I’ve also been given the opportunity to work on really diverse titles like Heart & Soul: The Story of America and African Americans by Kadir Nelson, Inside Out & Back Again by Thanhha Lai, The Miseducation of Cameron Post by emily m. danforth, and Walter Dean Myers’ tremendous backlist and frontlist (he was also recently named the National Ambassador for Young People's Literature). And while watching Maurice Sendak outshine Stephen Colbert was one of my biggest career highlights, I will also say that seeing Kadir’s breathtaking tome featured in USA Today and People magazine, or watching Thanhha accept the National Book Award (then a Newbery Honor, THEN hit the NYT Bestseller list), or getting a beautifully literary, coming-of-age, LGBTQ novel set in Montana covered in EW and USA Today, have been moments of pride that I’ll not soon forget. The fact that many of these so-called “mainstream” outlets will step away from the current trends to acknowledge such deserving work is refreshing. I only wish there could be more of it, in more outlets, and that it would not be seen as so “unprecedented.”

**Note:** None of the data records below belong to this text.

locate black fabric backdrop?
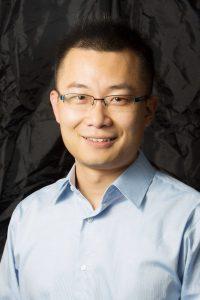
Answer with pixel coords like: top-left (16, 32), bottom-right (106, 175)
top-left (0, 0), bottom-right (200, 254)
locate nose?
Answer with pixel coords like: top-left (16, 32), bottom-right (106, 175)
top-left (87, 100), bottom-right (112, 128)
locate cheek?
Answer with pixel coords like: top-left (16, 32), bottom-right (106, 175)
top-left (118, 113), bottom-right (145, 136)
top-left (60, 109), bottom-right (82, 130)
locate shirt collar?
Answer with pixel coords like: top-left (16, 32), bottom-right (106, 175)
top-left (55, 151), bottom-right (156, 207)
top-left (112, 151), bottom-right (156, 207)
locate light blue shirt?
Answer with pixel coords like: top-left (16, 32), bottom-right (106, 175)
top-left (0, 153), bottom-right (200, 300)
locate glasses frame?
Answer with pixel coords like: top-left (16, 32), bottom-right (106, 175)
top-left (57, 91), bottom-right (150, 106)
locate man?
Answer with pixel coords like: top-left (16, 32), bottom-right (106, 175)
top-left (0, 21), bottom-right (200, 300)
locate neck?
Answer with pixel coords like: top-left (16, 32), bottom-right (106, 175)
top-left (76, 161), bottom-right (134, 209)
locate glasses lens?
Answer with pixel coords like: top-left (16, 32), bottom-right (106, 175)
top-left (65, 94), bottom-right (93, 110)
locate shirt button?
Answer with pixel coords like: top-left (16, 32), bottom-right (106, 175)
top-left (87, 218), bottom-right (94, 223)
top-left (81, 265), bottom-right (87, 271)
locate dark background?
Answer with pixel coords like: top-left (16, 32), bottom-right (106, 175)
top-left (0, 0), bottom-right (200, 254)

The Miseducation of Cameron Post in Entertainment Weekly

It’s certainly tough watching the print media shrink, book coverage/reviewers disappear, and sometimes it feels harder than baseball where batting .300 is considered amazing. Nonetheless, publicizing children's books helps me sleep well at night knowing that I’m fighting the good fight. I’m not landing planes, or driving ambulances, I’m not literally saving lives, but I’m helping to get books to those young readers and that’s pretty damn important (and for the most part, pretty fun too).  I may not have become a writer, but I married one (an author “of color” no less!), so I get all the perks without doing all the work. As a fellow publicist once put it: “Dude, this job is the best. We’re like…sexy kindergarten teachers!” I couldn’t put it better myself.